51. Başvurucunun tutuklanmasına karar verilen silahlı terör örgütü üyesi olma suçu, Türk hukuk sistemi içinde ağır cezai yaptırımlar öngörülen suç tipleri arasında olup isnat edilen suça ilişkin olarak kanunda öngörülen cezanın ağırlığı kaçma şüphesine işaret eden durumlardan biridir (aynı yöndeki değerlendirmeler için bkz. Hüseyin Burçak, B. No: 2014/474, 3/2/2016, § 61; Devran Duran [GK], B. No: 2014/10405, 25/5/2017, § 66).
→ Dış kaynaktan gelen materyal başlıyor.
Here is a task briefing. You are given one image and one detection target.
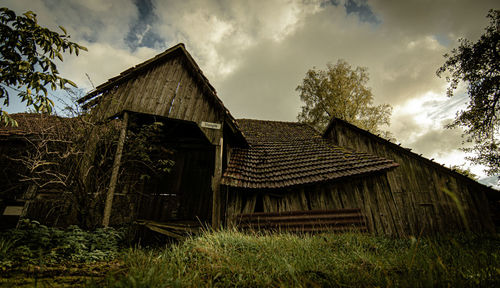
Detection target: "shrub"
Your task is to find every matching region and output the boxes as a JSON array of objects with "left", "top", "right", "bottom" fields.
[{"left": 0, "top": 219, "right": 125, "bottom": 267}]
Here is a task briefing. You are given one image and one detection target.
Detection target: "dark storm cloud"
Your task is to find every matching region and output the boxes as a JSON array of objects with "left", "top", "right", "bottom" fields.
[
  {"left": 407, "top": 125, "right": 466, "bottom": 157},
  {"left": 344, "top": 0, "right": 379, "bottom": 24},
  {"left": 125, "top": 0, "right": 165, "bottom": 50},
  {"left": 3, "top": 0, "right": 499, "bottom": 176}
]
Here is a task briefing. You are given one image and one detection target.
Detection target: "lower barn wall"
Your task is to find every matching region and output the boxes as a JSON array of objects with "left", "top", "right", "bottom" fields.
[
  {"left": 224, "top": 174, "right": 417, "bottom": 237},
  {"left": 225, "top": 169, "right": 492, "bottom": 236},
  {"left": 324, "top": 120, "right": 495, "bottom": 235}
]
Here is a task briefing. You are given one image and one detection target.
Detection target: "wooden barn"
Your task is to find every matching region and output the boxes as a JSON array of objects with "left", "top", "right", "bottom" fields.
[
  {"left": 323, "top": 118, "right": 498, "bottom": 235},
  {"left": 0, "top": 114, "right": 81, "bottom": 228},
  {"left": 2, "top": 43, "right": 497, "bottom": 237}
]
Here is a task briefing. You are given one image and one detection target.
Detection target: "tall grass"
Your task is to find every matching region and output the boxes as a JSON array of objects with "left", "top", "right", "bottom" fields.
[{"left": 100, "top": 229, "right": 500, "bottom": 287}]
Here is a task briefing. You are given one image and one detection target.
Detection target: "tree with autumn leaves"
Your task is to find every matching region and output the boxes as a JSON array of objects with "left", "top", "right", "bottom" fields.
[{"left": 297, "top": 59, "right": 392, "bottom": 138}]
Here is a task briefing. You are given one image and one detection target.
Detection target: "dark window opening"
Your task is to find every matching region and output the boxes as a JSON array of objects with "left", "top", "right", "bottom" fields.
[{"left": 254, "top": 194, "right": 264, "bottom": 213}]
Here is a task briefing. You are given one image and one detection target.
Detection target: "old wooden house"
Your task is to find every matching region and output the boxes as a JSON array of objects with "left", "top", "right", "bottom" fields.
[
  {"left": 323, "top": 118, "right": 498, "bottom": 235},
  {"left": 1, "top": 43, "right": 497, "bottom": 236},
  {"left": 0, "top": 113, "right": 80, "bottom": 228}
]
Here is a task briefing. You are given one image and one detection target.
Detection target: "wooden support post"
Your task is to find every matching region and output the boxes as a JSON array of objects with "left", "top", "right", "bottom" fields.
[
  {"left": 16, "top": 184, "right": 37, "bottom": 228},
  {"left": 211, "top": 136, "right": 223, "bottom": 229},
  {"left": 102, "top": 111, "right": 129, "bottom": 227}
]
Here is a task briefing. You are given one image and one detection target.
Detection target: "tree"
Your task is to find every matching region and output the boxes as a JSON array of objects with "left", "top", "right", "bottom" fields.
[
  {"left": 0, "top": 7, "right": 87, "bottom": 125},
  {"left": 449, "top": 165, "right": 478, "bottom": 180},
  {"left": 297, "top": 60, "right": 393, "bottom": 136},
  {"left": 437, "top": 9, "right": 499, "bottom": 175}
]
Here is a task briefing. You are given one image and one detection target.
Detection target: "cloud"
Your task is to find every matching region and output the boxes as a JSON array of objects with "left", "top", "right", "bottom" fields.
[
  {"left": 2, "top": 0, "right": 499, "bottom": 177},
  {"left": 58, "top": 43, "right": 157, "bottom": 91},
  {"left": 370, "top": 0, "right": 499, "bottom": 40},
  {"left": 152, "top": 0, "right": 323, "bottom": 80},
  {"left": 407, "top": 125, "right": 465, "bottom": 158}
]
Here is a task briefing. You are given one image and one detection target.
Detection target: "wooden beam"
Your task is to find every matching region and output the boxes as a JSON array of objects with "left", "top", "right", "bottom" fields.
[
  {"left": 102, "top": 111, "right": 129, "bottom": 227},
  {"left": 211, "top": 136, "right": 223, "bottom": 229}
]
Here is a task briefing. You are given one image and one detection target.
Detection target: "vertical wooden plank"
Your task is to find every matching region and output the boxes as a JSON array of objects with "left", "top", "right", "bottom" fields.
[
  {"left": 192, "top": 93, "right": 210, "bottom": 124},
  {"left": 363, "top": 178, "right": 382, "bottom": 234},
  {"left": 114, "top": 79, "right": 138, "bottom": 115},
  {"left": 17, "top": 184, "right": 38, "bottom": 227},
  {"left": 159, "top": 58, "right": 184, "bottom": 117},
  {"left": 299, "top": 188, "right": 310, "bottom": 210},
  {"left": 211, "top": 134, "right": 223, "bottom": 228},
  {"left": 102, "top": 112, "right": 129, "bottom": 227},
  {"left": 143, "top": 61, "right": 172, "bottom": 115},
  {"left": 225, "top": 189, "right": 241, "bottom": 227},
  {"left": 168, "top": 64, "right": 190, "bottom": 118},
  {"left": 242, "top": 194, "right": 257, "bottom": 214},
  {"left": 178, "top": 76, "right": 197, "bottom": 121},
  {"left": 183, "top": 83, "right": 203, "bottom": 122},
  {"left": 376, "top": 177, "right": 400, "bottom": 236},
  {"left": 327, "top": 184, "right": 344, "bottom": 209},
  {"left": 169, "top": 66, "right": 193, "bottom": 120},
  {"left": 133, "top": 68, "right": 158, "bottom": 114},
  {"left": 263, "top": 194, "right": 275, "bottom": 212},
  {"left": 355, "top": 180, "right": 376, "bottom": 234},
  {"left": 152, "top": 58, "right": 176, "bottom": 116}
]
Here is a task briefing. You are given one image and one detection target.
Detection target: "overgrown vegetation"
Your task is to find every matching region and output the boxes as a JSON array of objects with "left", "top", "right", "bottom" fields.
[
  {"left": 0, "top": 220, "right": 125, "bottom": 287},
  {"left": 108, "top": 230, "right": 498, "bottom": 287},
  {"left": 1, "top": 225, "right": 499, "bottom": 287},
  {"left": 4, "top": 113, "right": 176, "bottom": 229}
]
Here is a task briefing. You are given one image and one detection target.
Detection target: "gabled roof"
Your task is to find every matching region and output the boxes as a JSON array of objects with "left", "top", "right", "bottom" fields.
[
  {"left": 77, "top": 43, "right": 246, "bottom": 145},
  {"left": 323, "top": 117, "right": 499, "bottom": 194},
  {"left": 221, "top": 119, "right": 399, "bottom": 189},
  {"left": 0, "top": 113, "right": 76, "bottom": 140}
]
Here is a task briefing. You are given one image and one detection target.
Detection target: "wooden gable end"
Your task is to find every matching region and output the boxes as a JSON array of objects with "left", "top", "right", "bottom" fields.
[
  {"left": 323, "top": 118, "right": 496, "bottom": 235},
  {"left": 86, "top": 52, "right": 225, "bottom": 144}
]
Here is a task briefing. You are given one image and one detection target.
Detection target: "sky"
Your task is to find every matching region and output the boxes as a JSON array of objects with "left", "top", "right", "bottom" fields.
[{"left": 2, "top": 0, "right": 499, "bottom": 180}]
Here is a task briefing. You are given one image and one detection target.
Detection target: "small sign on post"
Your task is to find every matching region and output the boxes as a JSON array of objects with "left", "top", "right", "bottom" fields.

Ayrıca anılan suç 5271 sayılı Kanun"un 100. maddesinin (3) numaralı fıkrasında yer alan ve kanun gereği tutuklama nedeni varsayılabilen suçlar arasındadır (bkz. § 32; Gülser Yıldırım (2) [GK], B. No: 2016/40170, 16/11/2017, § 148).
52. Somut olayda Kars Sulh Ceza Hâkimliğince başvurucunun tutuklanmasına karar verilirken işlediği iddia olunan silahlı terör örgütüne üye olma suçunun vasıf ve mahiyetine, suçun 5271 sayılı Kanun"un 100. maddesinin (3) numaralı fıkrasında yer alan katalog suçlar arasında olmasına, Kanun"da öngörülen suça ilişkin yaptırımın ağırlığına, delillerin toplanmamış olmasına dayanıldığı görülmektedir (bkz. § 14).
53. Dolayısıyla tutuklama kararının verildiği andaki genel koşullar ve somut olayın yukarıda belirtilen özel koşulları ile Kars Sulh Ceza Hâkimliği tarafından verilen kararın içeriği birlikte değerlendirildiğinde başvurucu yönünden kaçma ve delilleri etkileme tehlikesine yönelen tutuklama nedenlerinin olgusal temellerinin olmadığı söylenemez.
54. Öte yandan başvurucu hakkındaki tutuklama tedbirinin ölçülü olup olmadığının da belirlenmesi gerekir. Bir tutuklama tedbirinin Anayasa"nın 13. ve 19. maddeleri kapsamında ölçülülüğünün belirlenmesinde somut olayın tüm özellikleri dikkate alınmalıdır (Gülser Yıldırım (2), § 151).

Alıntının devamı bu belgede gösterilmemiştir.